Em pânico, reuniram na Sede os mais inteligentes e talentosos escritores, tecnicamente mais habilitados a encontrarem uma solução para tão grave problema. Durante semanas, milhares de sobredotados debateram a questão e avançaram com hipóteses que sempre redundavam em desilusão. E a todos ficava a estranha sensação de ter a palavra certa debaixo da língua, quase a brotar por magia de entre os lábios entendedores.
Nas ruas, os sinais de descontrolo somavam-se com cada vez maior intensidade e nenhum Estado sabia como lidar com o problema, dada a inexistência de qualquer unidade policial ou militar.
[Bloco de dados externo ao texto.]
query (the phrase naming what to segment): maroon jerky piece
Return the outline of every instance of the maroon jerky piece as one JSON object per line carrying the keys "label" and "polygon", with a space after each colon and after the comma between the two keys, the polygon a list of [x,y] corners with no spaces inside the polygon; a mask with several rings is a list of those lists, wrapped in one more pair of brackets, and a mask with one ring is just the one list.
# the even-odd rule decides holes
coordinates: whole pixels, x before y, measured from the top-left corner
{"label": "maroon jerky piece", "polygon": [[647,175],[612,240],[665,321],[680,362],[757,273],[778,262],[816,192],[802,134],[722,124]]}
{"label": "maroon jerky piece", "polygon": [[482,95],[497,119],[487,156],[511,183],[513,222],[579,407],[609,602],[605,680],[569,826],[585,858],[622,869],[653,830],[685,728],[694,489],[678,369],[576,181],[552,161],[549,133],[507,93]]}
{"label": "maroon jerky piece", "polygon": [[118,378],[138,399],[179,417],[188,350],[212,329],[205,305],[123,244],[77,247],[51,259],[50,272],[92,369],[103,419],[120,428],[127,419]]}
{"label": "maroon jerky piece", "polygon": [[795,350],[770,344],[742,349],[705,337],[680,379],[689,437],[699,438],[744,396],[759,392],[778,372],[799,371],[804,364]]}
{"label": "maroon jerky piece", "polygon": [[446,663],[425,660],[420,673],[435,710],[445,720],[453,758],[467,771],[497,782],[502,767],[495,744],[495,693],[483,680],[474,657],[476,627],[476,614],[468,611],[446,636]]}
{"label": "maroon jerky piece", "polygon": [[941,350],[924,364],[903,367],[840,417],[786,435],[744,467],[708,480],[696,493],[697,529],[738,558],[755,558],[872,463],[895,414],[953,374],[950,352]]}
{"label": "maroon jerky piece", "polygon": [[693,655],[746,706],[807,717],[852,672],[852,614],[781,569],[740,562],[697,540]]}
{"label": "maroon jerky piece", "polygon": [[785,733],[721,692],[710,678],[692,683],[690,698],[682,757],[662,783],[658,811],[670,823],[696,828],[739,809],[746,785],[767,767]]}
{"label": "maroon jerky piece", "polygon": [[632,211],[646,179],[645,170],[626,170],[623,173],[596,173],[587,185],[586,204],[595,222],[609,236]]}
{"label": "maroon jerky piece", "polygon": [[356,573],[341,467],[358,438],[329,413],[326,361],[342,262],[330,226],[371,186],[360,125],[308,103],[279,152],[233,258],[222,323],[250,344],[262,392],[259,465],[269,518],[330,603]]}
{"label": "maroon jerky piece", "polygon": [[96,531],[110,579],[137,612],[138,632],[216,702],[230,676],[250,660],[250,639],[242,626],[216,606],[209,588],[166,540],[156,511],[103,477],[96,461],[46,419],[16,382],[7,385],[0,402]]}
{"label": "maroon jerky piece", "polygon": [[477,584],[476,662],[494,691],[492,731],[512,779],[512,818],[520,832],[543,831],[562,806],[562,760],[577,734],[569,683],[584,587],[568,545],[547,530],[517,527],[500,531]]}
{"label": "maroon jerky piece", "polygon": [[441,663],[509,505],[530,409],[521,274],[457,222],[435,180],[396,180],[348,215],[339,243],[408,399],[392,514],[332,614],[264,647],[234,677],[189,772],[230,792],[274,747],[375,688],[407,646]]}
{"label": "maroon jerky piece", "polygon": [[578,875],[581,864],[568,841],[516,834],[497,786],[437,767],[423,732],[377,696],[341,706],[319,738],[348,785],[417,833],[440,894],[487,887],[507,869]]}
A segurança, nesses dias, era um dado adquirido. Contudo, a população do futuro tomara conhecimento da falha e exigia agora uma rápida explicação.
Com a civilização em colapso, confiaram às melhores máquinas a resolução do imbróglio. Demoraram pouco tempo, como de costume. Depois de processarem os dados, concluíram que a palavra desaparecida era um vocábulo curto e sem sentido que durante a Purga nenhuma máquina conseguira substituir, descartada por incompreensão do conceito. Na impressora, a palavra surgiu perante os olhares ansiosos da elite mundial: AMOR.
Ninguém sabia o que fazer com aquilo. Decidiram ignorar a proposta, no que constituiu um precedente inimaginável. Minutos depois, voltaram todos à sala de reuniões.
A palavra que não existia seria, por decreto, inventada.
Nenhuma das palavras novas sucessivamente apresentadas pelos governantes à população do futuro acalmaria a revolta que se instalou. Pouco tempo depois, o mundo acabou.